Ed è nel sentimento drammatico acquisito la novità del pianismo attuale di Blechacz. Chopin, sia nella Fantasia in fa minore come nel Notturno op. 48 n. 2, è liquido, evanescente a volte, perché il tocco del pianista evoca suggestioni liriche ed atmosfere d’anima con un senso della dinamica – pianissimi come respiri e fortissimi come ire – intelligentemente ricercato, studiato, capito. Quando affronta la Sonata n.2 in si bem. magg. op. 35 il Grave del primo tempo è una lotta formidabile contro il destino avverso, si risolleva vorticosa nello Scherzo e poi si apre – ed è come un nuovo sipario – sul Lento della celebre Marcia funebre.

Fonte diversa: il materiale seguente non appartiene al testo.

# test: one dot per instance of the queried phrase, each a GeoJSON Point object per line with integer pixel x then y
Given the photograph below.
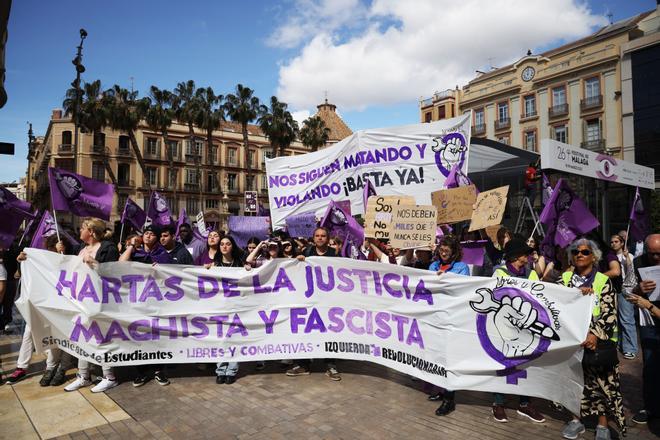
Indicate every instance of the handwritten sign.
{"type": "Point", "coordinates": [489, 208]}
{"type": "Point", "coordinates": [413, 226]}
{"type": "Point", "coordinates": [454, 205]}
{"type": "Point", "coordinates": [378, 217]}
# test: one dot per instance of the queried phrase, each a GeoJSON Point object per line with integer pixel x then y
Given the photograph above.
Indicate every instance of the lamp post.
{"type": "Point", "coordinates": [77, 61]}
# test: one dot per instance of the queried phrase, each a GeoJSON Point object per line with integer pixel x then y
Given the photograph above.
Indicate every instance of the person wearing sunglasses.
{"type": "Point", "coordinates": [649, 330]}
{"type": "Point", "coordinates": [602, 390]}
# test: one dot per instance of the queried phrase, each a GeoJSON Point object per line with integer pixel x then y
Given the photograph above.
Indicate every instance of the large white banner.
{"type": "Point", "coordinates": [407, 160]}
{"type": "Point", "coordinates": [510, 336]}
{"type": "Point", "coordinates": [569, 159]}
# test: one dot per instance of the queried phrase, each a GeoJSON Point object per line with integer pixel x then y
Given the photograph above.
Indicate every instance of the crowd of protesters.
{"type": "Point", "coordinates": [622, 311]}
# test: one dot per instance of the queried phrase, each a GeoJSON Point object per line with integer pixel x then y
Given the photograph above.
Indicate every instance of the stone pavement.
{"type": "Point", "coordinates": [369, 402]}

Il tocco è delicatissimo, dolorante e dignitoso come i rintocchi delle note ribattute, con un lamento appena percepibile. Questo dolore tende a slargarsi e poi ad alzarsi nella larga melodia elegiaca che porta un soffio di luce nel sentimento della morte così presente. Difficile per chi non lo ascolti dal vivo descrivere l’anima di Chopin che Blechacz qui rivela, anzi passa in lui e da lui a noi. Nessuna incisione lo potrebbe ripetere. Siamo nella rivelazione di un universo interiore, un momento magico che rivela la grandezza e la maturità di un interprete. Il quale, alla fine, non può che concedere bis ad un pubblico affamato di bellezza e, soprattutto, di purezza. È quest’ultima la cifra peculiare del tocco e del suono di Blechacz. Tale da renderlo capace di “suonare” Chopin con Chopin accanto, poeta del cuore e del dramma.